Francisco Fontes, cantautor que se prepara para editar o seu segundo disco de originais com o selo louva-a-deus, revela novo single “Susto”.
“Susto” continua a demonstrar as características mais notáveis da poesia de Fontes, uma intimidade única de quem tem um olhar atento aos micro-gestos de quem o rodeia, visível em passagens como “cotovelos a tagarelar / ao balcão de cada bar” ou “os copos são pugilistas / a brigar com as gargantas”.
“É uma canção que fala sobre nos tornarmos irreconhecíveis para nós próprios e como tudo à nossa volta pode deixar de fazer sentido”, refere Francisco Fontes. Retrata uma vida noturna pela visão de quem nela constrói refúgio, marcada pela tensão que a secção rítmica cria nos versos até concluir num refrão que serve de aconchego à realização de estarmos sós.
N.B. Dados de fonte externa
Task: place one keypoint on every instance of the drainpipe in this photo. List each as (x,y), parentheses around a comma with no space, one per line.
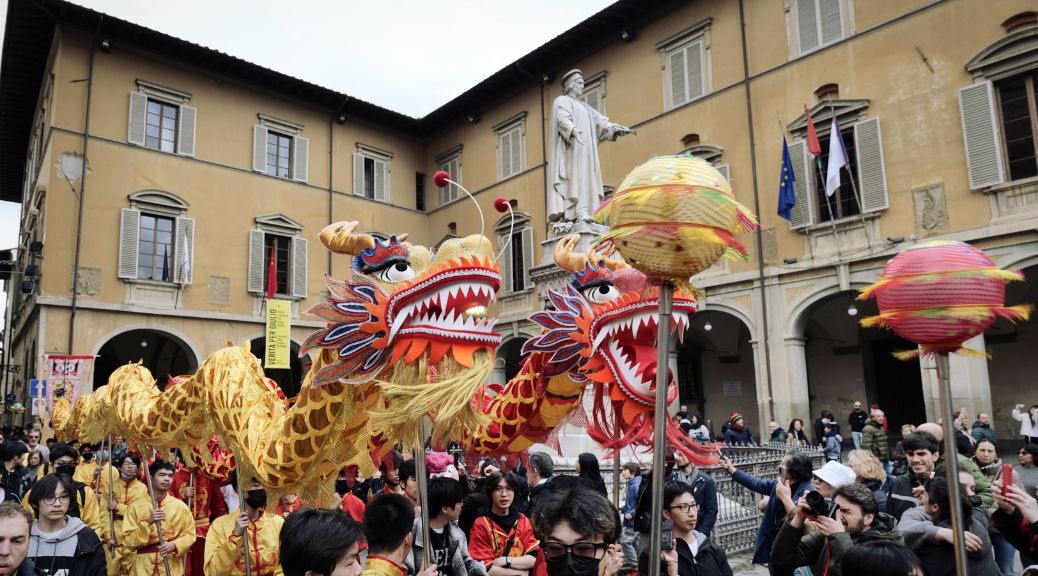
(82,186)
(757,210)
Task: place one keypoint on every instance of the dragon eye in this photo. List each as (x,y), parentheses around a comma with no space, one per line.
(393,273)
(601,294)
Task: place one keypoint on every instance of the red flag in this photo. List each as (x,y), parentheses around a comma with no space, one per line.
(272,274)
(814,146)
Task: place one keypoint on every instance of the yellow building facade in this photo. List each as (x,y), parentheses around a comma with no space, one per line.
(198,166)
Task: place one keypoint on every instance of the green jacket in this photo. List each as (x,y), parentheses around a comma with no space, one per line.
(983,483)
(792,549)
(874,440)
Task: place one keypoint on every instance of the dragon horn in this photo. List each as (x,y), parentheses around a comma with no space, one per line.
(339,238)
(566,257)
(603,251)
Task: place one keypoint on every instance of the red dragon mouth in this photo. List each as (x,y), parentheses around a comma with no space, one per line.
(626,339)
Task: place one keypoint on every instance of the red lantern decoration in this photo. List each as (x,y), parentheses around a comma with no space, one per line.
(939,295)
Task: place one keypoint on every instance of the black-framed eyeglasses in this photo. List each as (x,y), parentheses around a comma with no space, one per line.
(557,549)
(684,508)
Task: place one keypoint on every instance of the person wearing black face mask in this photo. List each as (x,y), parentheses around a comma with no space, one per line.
(578,529)
(224,548)
(83,504)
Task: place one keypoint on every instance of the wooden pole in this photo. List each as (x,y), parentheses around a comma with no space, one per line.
(659,440)
(952,466)
(155,504)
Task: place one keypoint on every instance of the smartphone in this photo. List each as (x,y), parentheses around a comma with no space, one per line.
(666,536)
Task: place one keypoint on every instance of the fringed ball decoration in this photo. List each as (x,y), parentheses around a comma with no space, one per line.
(939,295)
(674,217)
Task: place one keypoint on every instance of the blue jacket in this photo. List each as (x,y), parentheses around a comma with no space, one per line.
(631,501)
(773,513)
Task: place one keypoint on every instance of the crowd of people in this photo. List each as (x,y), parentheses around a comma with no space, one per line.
(73,510)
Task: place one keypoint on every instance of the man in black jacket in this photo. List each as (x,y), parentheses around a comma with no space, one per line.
(691,552)
(856,419)
(857,520)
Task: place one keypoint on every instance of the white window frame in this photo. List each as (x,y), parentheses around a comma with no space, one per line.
(156,203)
(595,91)
(507,133)
(187,116)
(803,11)
(381,179)
(258,256)
(451,163)
(692,39)
(299,157)
(523,231)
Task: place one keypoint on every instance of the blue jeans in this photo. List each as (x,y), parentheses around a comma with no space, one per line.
(1005,554)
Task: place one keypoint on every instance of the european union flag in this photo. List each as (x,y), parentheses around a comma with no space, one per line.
(787,196)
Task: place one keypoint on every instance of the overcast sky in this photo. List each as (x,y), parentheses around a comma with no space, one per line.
(411,56)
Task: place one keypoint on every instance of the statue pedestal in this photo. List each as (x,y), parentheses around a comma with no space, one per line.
(546,275)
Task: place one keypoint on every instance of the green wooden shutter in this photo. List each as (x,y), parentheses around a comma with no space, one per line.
(981,132)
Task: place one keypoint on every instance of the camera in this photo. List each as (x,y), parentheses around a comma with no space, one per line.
(819,505)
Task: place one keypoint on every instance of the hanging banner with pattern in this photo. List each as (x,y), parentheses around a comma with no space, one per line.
(63,375)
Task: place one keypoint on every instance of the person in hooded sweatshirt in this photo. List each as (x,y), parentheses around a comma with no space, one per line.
(58,543)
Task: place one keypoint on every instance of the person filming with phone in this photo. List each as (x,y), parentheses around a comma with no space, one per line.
(685,550)
(851,519)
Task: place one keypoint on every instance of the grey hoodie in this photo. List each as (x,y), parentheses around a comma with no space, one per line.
(55,554)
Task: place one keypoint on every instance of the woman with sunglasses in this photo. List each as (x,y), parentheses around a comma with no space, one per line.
(578,530)
(690,552)
(61,544)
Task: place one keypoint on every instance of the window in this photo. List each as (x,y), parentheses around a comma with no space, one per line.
(283,236)
(594,93)
(160,134)
(278,247)
(449,162)
(818,23)
(419,191)
(863,142)
(156,240)
(511,145)
(1000,111)
(278,155)
(278,148)
(160,119)
(686,64)
(371,172)
(155,248)
(1018,108)
(518,257)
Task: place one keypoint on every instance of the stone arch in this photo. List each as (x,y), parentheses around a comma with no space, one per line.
(163,351)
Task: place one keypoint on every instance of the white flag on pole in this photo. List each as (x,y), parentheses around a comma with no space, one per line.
(186,262)
(838,159)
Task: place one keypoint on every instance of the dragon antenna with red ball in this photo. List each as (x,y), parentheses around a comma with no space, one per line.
(442,180)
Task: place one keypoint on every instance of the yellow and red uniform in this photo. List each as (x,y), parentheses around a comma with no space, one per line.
(225,552)
(208,502)
(140,539)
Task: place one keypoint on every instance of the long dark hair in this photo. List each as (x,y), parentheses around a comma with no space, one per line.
(589,467)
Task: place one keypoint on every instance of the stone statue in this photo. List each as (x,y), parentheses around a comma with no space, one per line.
(574,173)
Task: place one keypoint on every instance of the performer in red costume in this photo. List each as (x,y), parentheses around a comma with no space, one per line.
(206,502)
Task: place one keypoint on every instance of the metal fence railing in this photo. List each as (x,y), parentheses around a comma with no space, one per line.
(738,510)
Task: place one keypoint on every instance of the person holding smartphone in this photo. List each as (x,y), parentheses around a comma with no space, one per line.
(689,552)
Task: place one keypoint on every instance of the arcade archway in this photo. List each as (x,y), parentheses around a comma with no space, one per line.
(715,369)
(162,353)
(846,363)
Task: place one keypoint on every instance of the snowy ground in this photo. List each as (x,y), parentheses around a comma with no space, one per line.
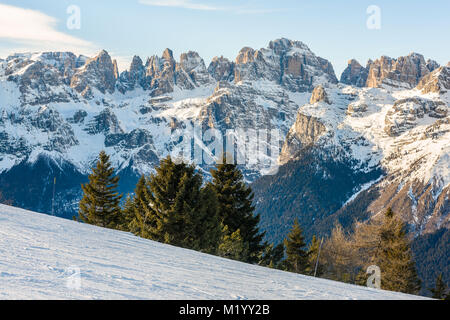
(40,257)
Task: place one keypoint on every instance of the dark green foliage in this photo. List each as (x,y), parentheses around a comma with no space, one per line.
(296,254)
(100,204)
(177,210)
(313,254)
(432,254)
(440,290)
(272,257)
(232,245)
(312,188)
(394,257)
(140,201)
(236,210)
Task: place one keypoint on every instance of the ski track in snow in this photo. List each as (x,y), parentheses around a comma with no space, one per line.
(37,252)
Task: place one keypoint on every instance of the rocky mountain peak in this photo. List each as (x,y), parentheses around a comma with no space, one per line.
(168,55)
(401,72)
(437,81)
(221,69)
(288,63)
(246,55)
(319,94)
(98,72)
(355,74)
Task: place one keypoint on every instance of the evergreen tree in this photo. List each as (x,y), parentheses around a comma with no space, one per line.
(100,204)
(235,207)
(393,256)
(232,245)
(178,211)
(313,255)
(440,289)
(296,255)
(140,202)
(272,257)
(127,214)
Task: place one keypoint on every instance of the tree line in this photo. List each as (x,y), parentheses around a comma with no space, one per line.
(175,206)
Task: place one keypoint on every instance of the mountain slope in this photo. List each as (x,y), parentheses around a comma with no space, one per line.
(38,251)
(66,109)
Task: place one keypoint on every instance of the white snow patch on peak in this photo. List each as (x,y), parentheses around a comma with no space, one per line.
(45,257)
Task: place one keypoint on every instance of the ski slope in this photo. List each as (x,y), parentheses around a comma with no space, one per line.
(40,257)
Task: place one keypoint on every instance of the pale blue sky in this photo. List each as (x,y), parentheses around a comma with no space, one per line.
(335,30)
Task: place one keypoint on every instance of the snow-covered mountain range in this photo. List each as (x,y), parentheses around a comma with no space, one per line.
(46,257)
(58,110)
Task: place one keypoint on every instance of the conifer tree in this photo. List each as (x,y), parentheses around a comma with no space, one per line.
(272,257)
(100,204)
(178,210)
(127,214)
(394,257)
(440,289)
(235,207)
(313,255)
(140,201)
(296,255)
(232,245)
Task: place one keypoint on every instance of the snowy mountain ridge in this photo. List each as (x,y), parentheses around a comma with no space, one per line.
(58,111)
(45,257)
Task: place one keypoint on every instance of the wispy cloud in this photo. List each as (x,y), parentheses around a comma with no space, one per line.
(188,4)
(185,4)
(31,30)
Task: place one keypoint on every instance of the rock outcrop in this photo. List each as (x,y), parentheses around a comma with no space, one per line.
(305,132)
(221,69)
(319,94)
(355,74)
(401,72)
(288,63)
(438,81)
(99,73)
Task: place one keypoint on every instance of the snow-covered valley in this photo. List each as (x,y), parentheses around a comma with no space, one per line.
(45,257)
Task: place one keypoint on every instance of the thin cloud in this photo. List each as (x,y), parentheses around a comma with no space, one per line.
(31,30)
(185,4)
(188,4)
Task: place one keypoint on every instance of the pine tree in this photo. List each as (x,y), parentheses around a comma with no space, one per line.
(232,245)
(394,257)
(440,289)
(178,211)
(272,257)
(296,255)
(235,207)
(313,255)
(127,214)
(100,204)
(140,201)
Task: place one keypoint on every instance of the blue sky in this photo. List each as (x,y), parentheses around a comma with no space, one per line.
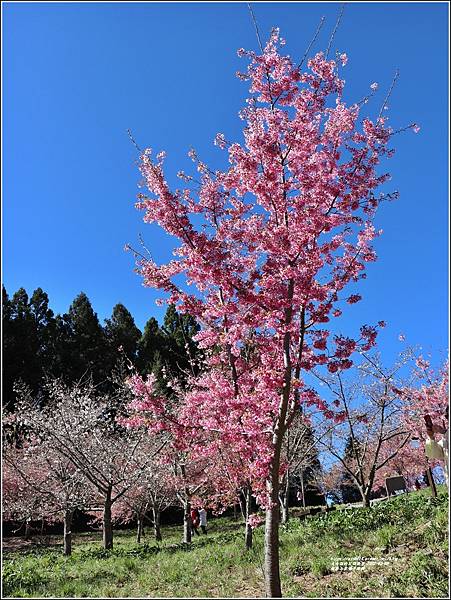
(76,76)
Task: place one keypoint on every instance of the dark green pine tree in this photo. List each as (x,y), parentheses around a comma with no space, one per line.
(27,354)
(121,332)
(44,331)
(83,343)
(348,488)
(150,347)
(180,351)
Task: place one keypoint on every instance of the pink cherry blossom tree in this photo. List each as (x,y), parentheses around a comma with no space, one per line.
(270,244)
(46,485)
(368,415)
(76,422)
(152,493)
(426,394)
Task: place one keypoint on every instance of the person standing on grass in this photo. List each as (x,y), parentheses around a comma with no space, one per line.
(203,520)
(195,521)
(438,450)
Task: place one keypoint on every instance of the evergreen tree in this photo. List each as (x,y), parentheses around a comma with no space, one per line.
(121,332)
(150,347)
(84,351)
(22,356)
(180,350)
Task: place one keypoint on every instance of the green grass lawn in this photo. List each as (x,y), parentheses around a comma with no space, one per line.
(401,546)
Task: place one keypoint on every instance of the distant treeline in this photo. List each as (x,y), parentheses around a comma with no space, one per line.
(75,345)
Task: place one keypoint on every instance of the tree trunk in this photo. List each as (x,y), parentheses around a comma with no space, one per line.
(139,529)
(187,522)
(27,530)
(431,482)
(248,508)
(272,574)
(302,488)
(286,500)
(107,525)
(156,524)
(68,532)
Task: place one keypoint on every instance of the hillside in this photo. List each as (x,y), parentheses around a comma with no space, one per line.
(398,548)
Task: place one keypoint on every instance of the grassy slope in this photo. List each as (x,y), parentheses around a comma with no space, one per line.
(409,532)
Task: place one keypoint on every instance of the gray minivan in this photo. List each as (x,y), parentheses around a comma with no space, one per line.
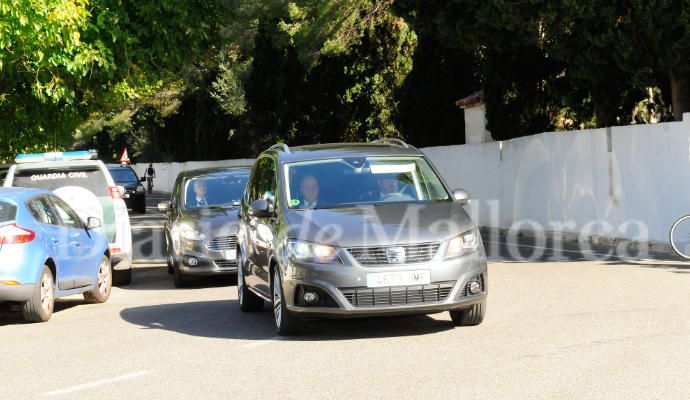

“Susto” é um tema imersivo que se debruça, em termos sonoros, na simplicidade e gentileza.
“Susto” junta-se à já desvendada “Copiloto” (canção participante do Festival da Canção 2026) e ambas fazem parte de Capotar; segundo longa-duração na ainda curta carreira de Francisco Fontes, músico que em 2023 se apresentou ao mundo com o disco de estreia Cosmopolita. Sempre tão observador quanto atento ao que o rodeia, promete um novo álbum íntimo, delicado e com uma identidade sonora e lírica muito própria.
O primeiro concerto de Capotar, a editar pela louva-a-deus, acontece a 9 de abril no Rés do Chão da Casa Capitão, em Lisboa, e os bilhetes já estão disponíveis. No dia 30 do mesmo mês, Francisco Fontes sobe até à Invicta para um espetáculo agora a solo na Casa da Música do Porto com acesso livre.
Estes serão os espetáculos de apresentação ao vivo do novo disco e os primeiros de uma digressão nacional com mais datas a anunciar em breve.
Francisco Fontes apresenta-se em formato banda nos concertos de apresentação, com Miguel Marôco (teclas), Pedro Branco (guitarra elétrica), Tomás Simões (baixo) e João Carriço (bateria).
Os bilhetes para o lançamento em Lisboa já se encontram disponíveis nos locais habituais.
Biografia do autor:
Em 2023, inspirado pela agitação da cidade, lança Cosmopolita, considerado um dos melhores discos nacionais desse mesmo ano pela rádio Super Bock Super Rock e com destaque nos Novos Talentos Fnac.
“Cosmopolita” passou por salas como o Musicbox ou a ZDB, bem como pelo Festival Cuca Monga. Em abril de 2024, Francisco Fontes teve a oportunidade de atuar pela primeira vez fora do país, em Itália, com dois concertos em Milão.
Entre 2020 e 2025, integra como baterista os projetos Miguel Marôco, Celso, Península e Zaratan. Conta também com uma colaboração com A Sul, em 2024, na canção ‘Caminho e Meio’ gravada ao vivo na Cossoul e com MALVA, no tema ‘rajada’, que integra o disco “poros”, editado em 2025.
No arranque de 2026 revela ‘Copiloto’, canção que apresentará no Festival da Canção da RTP e que faz parte também de Capotar, seu segundo disco em nome próprio, a editar a 2 de abril.